I am still learning. I have picked info from a number of sources, books, people, observing and trial and error.
Today I worked a 25' pine log, 6"x7". I do not hew on a regular basis. For times, in line with NH's previous time post, I have 5 hours total in it, it is almost done. I left the last 8' on the end to video, maybe. I noticed that as I progressed around the log the times got longer, I was pooped out. A part of that time was snapping lines and such, a little rest too. I tired four different axes and my one felling axe for a total of 5 axes. Single bevel, double, long handle short handle, I even docked the handle on my newest axe, which I acquired at the geometrics workshop for $35. This new axe is the heaviest but removes the most wood the quickest, it takes it out of me though.

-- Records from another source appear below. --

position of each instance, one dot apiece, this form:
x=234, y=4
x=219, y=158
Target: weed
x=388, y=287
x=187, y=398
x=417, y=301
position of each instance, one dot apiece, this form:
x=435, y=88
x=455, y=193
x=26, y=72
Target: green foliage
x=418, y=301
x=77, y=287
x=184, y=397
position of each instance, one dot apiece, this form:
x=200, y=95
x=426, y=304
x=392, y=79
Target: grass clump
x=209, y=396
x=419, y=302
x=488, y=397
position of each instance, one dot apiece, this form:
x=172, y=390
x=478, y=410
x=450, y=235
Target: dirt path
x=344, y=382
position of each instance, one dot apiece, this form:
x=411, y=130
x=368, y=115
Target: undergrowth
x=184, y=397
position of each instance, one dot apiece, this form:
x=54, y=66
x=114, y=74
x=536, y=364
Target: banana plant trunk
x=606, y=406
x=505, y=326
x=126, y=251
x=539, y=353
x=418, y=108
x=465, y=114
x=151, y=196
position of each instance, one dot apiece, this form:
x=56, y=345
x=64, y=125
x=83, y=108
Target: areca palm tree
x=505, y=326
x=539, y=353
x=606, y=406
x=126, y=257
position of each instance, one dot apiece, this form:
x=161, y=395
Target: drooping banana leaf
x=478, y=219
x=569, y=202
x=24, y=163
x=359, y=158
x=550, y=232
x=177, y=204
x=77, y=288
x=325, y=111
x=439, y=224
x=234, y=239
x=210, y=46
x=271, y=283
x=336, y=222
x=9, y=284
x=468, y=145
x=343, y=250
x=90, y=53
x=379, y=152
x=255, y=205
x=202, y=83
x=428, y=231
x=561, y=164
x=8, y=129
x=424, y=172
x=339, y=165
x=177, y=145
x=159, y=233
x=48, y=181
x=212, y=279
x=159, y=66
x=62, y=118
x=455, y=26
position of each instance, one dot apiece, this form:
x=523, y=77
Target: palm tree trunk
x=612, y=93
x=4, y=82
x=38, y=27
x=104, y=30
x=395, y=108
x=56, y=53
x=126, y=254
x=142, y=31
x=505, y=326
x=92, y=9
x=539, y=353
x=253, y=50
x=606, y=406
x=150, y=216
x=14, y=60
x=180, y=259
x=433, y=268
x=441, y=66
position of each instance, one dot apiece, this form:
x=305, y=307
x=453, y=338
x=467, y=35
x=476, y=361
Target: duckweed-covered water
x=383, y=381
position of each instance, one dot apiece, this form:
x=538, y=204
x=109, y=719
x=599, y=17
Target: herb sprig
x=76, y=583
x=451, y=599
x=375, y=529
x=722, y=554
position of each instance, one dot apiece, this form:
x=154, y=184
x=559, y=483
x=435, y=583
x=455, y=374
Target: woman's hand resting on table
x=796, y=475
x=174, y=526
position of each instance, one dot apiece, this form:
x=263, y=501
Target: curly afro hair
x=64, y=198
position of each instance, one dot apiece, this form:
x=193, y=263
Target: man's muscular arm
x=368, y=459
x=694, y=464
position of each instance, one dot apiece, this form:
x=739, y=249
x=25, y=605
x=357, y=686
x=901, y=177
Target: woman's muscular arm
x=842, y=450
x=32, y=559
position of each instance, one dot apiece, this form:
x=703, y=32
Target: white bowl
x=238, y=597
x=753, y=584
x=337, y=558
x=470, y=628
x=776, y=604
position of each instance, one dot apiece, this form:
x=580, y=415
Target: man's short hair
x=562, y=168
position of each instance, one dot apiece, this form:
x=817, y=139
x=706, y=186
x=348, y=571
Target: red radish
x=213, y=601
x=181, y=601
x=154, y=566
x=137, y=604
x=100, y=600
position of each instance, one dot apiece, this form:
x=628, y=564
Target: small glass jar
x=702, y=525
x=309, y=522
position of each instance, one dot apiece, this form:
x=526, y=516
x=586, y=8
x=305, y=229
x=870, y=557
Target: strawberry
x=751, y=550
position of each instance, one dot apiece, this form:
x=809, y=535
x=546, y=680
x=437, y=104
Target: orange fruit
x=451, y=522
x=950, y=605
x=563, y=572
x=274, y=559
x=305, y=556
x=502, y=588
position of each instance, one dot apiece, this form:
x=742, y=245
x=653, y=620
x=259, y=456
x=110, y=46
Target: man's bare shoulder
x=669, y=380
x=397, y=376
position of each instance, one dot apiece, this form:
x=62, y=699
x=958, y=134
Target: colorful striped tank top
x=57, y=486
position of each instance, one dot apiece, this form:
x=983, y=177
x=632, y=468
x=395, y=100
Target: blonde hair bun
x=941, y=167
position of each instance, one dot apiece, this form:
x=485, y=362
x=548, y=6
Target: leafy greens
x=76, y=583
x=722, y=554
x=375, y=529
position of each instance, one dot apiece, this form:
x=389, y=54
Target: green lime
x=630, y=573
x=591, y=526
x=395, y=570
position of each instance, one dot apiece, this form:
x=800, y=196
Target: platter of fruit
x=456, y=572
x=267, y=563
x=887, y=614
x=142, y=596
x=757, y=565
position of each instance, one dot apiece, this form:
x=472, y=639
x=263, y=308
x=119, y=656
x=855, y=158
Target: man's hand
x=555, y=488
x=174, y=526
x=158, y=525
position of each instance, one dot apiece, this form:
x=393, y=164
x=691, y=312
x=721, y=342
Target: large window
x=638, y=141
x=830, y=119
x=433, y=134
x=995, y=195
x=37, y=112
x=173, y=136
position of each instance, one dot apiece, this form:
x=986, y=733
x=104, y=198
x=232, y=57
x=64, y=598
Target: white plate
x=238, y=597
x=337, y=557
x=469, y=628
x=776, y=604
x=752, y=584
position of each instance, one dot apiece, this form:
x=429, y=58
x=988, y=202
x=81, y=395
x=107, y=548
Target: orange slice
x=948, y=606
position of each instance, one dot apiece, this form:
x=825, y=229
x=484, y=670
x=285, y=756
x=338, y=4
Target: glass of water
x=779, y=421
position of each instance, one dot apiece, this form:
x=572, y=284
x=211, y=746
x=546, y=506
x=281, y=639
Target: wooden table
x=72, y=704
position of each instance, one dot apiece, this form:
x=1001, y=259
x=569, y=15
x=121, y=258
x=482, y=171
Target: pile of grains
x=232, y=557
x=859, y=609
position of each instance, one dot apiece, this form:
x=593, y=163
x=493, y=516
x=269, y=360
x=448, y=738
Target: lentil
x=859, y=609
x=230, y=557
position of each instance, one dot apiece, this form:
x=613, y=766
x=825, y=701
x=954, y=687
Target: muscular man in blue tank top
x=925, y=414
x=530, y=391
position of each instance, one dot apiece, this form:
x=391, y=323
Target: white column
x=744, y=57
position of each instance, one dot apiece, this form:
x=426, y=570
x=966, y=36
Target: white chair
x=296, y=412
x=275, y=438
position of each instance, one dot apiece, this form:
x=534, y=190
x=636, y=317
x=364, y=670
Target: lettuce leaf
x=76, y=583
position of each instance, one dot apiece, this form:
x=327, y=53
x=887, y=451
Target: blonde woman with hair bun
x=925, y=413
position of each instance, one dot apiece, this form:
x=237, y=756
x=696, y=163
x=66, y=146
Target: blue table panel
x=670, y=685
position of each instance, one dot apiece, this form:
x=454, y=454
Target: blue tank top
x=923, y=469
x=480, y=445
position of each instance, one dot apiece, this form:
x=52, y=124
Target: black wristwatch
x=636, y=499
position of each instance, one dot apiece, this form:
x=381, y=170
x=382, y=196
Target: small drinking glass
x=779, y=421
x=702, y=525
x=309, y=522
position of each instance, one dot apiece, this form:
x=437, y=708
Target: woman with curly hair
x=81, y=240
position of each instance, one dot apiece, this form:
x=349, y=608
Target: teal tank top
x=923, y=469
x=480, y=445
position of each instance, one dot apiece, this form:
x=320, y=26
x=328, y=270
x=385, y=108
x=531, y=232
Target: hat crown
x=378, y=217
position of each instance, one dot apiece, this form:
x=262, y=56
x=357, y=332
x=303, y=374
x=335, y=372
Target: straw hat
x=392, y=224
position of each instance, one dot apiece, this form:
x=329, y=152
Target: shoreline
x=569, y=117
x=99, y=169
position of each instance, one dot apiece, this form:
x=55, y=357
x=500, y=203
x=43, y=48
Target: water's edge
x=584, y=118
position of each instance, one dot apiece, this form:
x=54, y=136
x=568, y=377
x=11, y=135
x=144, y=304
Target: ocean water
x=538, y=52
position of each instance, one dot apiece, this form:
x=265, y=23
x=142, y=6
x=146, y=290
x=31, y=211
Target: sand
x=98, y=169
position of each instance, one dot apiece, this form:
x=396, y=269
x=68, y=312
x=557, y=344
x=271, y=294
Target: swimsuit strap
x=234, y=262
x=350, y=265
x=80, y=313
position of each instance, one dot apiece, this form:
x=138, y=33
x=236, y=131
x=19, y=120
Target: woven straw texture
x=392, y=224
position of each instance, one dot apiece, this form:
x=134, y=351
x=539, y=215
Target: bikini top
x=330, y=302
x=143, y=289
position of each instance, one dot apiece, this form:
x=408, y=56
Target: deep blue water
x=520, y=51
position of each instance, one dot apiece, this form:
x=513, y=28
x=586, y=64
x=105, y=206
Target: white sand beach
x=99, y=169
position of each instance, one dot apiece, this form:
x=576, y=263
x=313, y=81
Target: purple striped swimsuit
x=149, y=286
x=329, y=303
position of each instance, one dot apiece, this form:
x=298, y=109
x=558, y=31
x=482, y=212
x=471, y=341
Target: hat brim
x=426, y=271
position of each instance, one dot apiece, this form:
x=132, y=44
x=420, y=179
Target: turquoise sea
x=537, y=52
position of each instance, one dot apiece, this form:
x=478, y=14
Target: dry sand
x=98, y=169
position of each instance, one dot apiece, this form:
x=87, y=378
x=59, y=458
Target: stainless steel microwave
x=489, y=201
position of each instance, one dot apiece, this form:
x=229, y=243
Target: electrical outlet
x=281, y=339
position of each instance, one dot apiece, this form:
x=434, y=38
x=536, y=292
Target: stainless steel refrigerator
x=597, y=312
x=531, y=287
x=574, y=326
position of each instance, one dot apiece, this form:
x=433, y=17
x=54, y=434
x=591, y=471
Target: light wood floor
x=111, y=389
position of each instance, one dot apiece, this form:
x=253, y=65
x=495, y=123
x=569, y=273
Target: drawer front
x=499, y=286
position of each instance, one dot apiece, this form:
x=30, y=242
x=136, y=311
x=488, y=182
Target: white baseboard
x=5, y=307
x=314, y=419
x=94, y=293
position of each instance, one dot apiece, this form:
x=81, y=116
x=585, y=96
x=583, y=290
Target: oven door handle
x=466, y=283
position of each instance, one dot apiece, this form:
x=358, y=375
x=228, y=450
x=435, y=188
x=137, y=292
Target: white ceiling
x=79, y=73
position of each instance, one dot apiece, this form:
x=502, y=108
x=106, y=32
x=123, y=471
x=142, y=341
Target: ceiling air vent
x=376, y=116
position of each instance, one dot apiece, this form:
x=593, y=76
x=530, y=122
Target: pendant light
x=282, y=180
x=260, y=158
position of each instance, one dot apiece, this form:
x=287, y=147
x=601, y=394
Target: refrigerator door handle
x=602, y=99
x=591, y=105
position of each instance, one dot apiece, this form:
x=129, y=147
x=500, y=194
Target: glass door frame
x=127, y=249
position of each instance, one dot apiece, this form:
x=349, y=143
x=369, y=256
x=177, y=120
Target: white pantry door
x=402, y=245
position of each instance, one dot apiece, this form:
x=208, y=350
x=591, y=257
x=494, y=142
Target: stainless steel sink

I would really choose the double bevel Gransfors axe as a favorite, but the stock handle is not in alignment with the blade, it bends slightly into the work making it nearly unusable. I shaved the handle down thinner a while back but it's just not enough. I fall back on my home made axe, a kent style which I reshaped, but I think it has too much scoop in the blade, but is really not too bad. It is nice and light. If I was to hew on a regular basis I would rehandle the Gransfors axe. A long handled and short handle version would do all I would need.
I also tired the blubber axe, as Jack Sobon called it I asked his opinion at the geo workshop. I posted a picture a while back some where here on the forum. I would say it could have been used for finishing timber, it leaves a flat surface, no scoops. It still leaves me wondering.
I have not tried hewing at an elevated height. There are a number of methods and combinations from axe type to styles of hewing all with variations.